Yes, you can do it – here's how
In the military, compensation comes in a variety of forms. Every two weeks – or every month – you receive a paycheck. You're given a place to live or money to pay for a place to live. You receive a stipend for food or a meal card to eat at the dining facility. Enlisted service members receive an annual clothing allowance. Health insurance is a few dollars a month. Since the basics are generally covered, there should be something extra that you can put towards an emergency fund each month.
Every family is different — some may be able to save hundreds at a time, while others may only be able to save $10 a month. That still counts. Horrell strongly recommends making it a habit — no matter what you do, do it consistently.

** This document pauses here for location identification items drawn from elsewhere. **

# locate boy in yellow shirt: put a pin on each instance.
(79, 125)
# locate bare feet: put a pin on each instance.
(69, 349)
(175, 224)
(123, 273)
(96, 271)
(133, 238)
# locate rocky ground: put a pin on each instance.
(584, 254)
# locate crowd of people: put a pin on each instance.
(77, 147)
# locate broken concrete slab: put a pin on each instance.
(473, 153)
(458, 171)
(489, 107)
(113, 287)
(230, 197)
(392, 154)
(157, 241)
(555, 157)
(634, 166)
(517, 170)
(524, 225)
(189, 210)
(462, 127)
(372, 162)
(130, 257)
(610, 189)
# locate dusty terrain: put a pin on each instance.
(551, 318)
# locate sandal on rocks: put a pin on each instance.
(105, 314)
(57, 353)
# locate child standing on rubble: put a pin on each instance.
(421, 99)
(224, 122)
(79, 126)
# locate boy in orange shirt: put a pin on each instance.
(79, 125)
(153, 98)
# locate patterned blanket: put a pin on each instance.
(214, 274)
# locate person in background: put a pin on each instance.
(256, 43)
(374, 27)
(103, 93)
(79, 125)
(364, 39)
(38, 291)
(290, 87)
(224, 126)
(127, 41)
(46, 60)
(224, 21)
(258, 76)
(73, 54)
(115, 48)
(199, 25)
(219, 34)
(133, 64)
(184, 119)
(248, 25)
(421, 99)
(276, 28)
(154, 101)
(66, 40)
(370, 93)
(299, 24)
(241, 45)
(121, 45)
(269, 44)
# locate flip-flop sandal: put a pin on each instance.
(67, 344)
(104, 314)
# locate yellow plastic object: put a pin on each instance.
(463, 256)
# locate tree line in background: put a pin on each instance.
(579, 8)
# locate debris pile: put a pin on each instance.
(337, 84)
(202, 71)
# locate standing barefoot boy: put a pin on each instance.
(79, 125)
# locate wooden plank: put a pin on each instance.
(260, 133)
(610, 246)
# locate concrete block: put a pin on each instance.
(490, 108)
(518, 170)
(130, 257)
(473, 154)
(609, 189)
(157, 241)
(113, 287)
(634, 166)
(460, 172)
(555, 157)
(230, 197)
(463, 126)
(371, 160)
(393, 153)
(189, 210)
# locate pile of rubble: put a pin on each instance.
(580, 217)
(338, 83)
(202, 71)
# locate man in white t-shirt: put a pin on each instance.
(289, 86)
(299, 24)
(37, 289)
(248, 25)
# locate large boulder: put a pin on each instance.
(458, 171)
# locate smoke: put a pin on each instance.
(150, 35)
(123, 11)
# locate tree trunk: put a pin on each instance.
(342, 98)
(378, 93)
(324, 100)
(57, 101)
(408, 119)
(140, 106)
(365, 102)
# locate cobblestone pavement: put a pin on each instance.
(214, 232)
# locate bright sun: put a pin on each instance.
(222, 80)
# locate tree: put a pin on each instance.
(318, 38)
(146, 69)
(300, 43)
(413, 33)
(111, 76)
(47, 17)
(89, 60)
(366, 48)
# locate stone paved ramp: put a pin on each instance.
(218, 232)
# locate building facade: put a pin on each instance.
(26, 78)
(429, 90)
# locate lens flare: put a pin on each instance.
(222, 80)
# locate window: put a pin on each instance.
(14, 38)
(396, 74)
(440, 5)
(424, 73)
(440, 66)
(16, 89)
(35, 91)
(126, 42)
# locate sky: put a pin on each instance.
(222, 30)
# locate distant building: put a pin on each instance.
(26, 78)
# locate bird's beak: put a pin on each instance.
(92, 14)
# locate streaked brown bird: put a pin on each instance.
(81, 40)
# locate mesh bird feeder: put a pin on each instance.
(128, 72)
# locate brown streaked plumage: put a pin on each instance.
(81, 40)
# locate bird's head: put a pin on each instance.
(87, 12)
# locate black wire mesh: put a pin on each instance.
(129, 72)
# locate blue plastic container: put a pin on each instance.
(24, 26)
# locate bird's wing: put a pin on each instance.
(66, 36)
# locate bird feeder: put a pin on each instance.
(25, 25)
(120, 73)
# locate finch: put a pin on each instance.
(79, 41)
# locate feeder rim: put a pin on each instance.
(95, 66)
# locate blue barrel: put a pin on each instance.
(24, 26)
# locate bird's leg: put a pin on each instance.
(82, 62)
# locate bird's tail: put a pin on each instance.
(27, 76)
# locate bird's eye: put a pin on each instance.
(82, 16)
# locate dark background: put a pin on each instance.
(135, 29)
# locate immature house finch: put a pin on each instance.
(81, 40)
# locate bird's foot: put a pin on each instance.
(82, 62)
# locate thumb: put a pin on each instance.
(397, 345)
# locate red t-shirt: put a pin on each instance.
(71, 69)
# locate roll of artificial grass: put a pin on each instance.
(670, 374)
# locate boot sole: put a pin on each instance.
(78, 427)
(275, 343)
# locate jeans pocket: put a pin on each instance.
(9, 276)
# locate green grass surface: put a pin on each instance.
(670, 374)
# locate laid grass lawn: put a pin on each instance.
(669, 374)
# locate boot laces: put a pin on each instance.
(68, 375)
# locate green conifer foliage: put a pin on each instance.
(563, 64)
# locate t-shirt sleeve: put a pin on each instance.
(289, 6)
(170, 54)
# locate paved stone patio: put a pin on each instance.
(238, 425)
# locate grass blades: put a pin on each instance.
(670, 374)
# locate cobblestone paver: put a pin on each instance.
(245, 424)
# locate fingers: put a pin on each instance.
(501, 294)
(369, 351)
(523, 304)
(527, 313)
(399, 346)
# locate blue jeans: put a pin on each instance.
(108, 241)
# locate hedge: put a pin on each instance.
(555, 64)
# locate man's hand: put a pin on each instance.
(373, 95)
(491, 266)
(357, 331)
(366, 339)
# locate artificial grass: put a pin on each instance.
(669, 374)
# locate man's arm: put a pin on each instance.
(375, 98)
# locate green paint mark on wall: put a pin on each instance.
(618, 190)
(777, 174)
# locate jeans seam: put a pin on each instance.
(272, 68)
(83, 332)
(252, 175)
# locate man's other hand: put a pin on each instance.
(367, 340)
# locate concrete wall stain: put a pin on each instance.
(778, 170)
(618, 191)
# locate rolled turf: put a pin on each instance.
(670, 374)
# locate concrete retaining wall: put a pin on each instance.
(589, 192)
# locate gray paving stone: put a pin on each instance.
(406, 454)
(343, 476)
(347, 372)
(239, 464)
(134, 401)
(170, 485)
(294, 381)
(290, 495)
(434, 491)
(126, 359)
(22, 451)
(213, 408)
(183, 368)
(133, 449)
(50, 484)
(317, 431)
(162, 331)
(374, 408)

One strategy is to base your budget on less money than you make. “Build your budget around the lowest increment you know your paycheck will be," she suggests. “If you know you'll receive $1,353 every paycheck, build it off of $1,300." Then put the rest away. Some months you may be putting away $200 and some months you may only put away a few dollars, but you're creating a habit.
Many families take a short-term approach to building up an emergency fund, like picking up temp work or selling things at a yard sale. One Coast Guard family, who found themselves in crushing consumer debt, did a combination of odd jobs to build an emergency fund quickly. “Wrapping Christmas presents, selling plasma, yard work, and babysitting were some of the ways we made extra money," they said.
Army spouse Jackie Toops stresses the importance of having an emergency fund, and how her family got there. “We tapped into our emergency fund when we moved from Germany back to the States because we realized that our house and new duty station would require some purchases," she said. “We were happy and relieved to have our emergency account, and then gradually paid it back and built our total back up over time."
It's clear that having an emergency fund is important for military families, and how overwhelming saving for it can seem. But it's worth it for the peace of mind that comes with knowing you have cash on hand to conquer an emergency.